A good router gone bad isn't always a bad router. Most times it's just a good router looking for a little love and attention.
We've all had it happen: You're sitting there connected to your network, browsing the Internet, or trying to get some game on, or you just want to watch a video from upstairs, and, suddenly, Shazaam! You feel like you're walking uphill through drying cement -- in lead shoes.
The feeling isn't good and, when it happens, all you really want to do is point your 27th century neutron rifle at your router and blast away.
It's an understandable reaction, but it's not the most fiscally responsible solution. Routers can be expensive items to replace. So we've rounded up a few tips to try to overcome some of the more common causes of router headaches.
1. It's So Slow You Can't Get Any Work Done
Problem: Your router is slower than molasses running uphill on a hot day.
Solution:A couple of things that might be causing this problem. Most routers work on the 2.5GHz band. So do Microwave ovens, cordless phones, garage door openers, baby monitors, and some other electronic devices. Have you added anything to the environment recently that works on the 2.5GHz band -- just about when the problem started? If so, turn it off and see if there's an improvement.
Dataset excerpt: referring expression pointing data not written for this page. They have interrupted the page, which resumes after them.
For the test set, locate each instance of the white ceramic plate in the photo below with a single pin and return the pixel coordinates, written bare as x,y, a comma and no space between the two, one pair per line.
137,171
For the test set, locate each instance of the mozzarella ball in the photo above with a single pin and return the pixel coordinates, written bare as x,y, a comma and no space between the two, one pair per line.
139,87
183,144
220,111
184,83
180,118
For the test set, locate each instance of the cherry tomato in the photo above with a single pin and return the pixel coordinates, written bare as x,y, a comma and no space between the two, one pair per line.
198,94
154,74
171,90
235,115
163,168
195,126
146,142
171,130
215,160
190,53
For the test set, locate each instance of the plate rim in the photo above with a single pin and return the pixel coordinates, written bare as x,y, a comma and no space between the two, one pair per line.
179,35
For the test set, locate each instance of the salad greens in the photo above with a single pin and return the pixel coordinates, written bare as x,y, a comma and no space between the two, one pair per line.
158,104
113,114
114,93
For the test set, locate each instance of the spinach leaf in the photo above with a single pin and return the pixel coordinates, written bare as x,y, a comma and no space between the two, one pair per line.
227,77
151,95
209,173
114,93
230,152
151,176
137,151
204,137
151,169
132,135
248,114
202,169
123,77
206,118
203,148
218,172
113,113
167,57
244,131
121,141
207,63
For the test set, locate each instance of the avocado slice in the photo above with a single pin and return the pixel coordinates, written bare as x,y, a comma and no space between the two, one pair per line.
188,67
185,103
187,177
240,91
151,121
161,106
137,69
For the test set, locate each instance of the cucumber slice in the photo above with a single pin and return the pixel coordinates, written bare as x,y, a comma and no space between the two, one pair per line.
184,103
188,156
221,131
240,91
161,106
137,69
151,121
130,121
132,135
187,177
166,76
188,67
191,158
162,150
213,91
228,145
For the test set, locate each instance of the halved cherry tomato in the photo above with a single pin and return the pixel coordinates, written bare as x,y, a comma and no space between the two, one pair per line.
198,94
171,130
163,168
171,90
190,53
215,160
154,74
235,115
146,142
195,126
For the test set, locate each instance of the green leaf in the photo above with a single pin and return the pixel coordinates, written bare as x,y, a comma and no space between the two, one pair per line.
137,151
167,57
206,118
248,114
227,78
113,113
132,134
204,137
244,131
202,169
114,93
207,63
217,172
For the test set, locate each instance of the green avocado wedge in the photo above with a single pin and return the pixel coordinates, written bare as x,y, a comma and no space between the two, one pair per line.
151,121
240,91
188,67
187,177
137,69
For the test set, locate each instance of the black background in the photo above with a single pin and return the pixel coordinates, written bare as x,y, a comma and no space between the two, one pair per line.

If that's not an issue, keep in mind that the 2.5GHz band has only three real channels (1, 6, 11) despite pretending to have eleven (the others overlap with each other). Your neighbors who are Wi-Fi-enabled are also using those same channels. If you live in a major metropolitan area with public transportation, it's a lot like trying to get on the bus during rush hour.
You can modify the channel your router uses (and subsequently any Wi-Fi adapters) by going into the device's setup controls (usually through a browser-based program that's been installed on your computer when you installed the router or adapter) and manually changing it. (The default setting is where the problem can arise; vendors always pick the same channel.)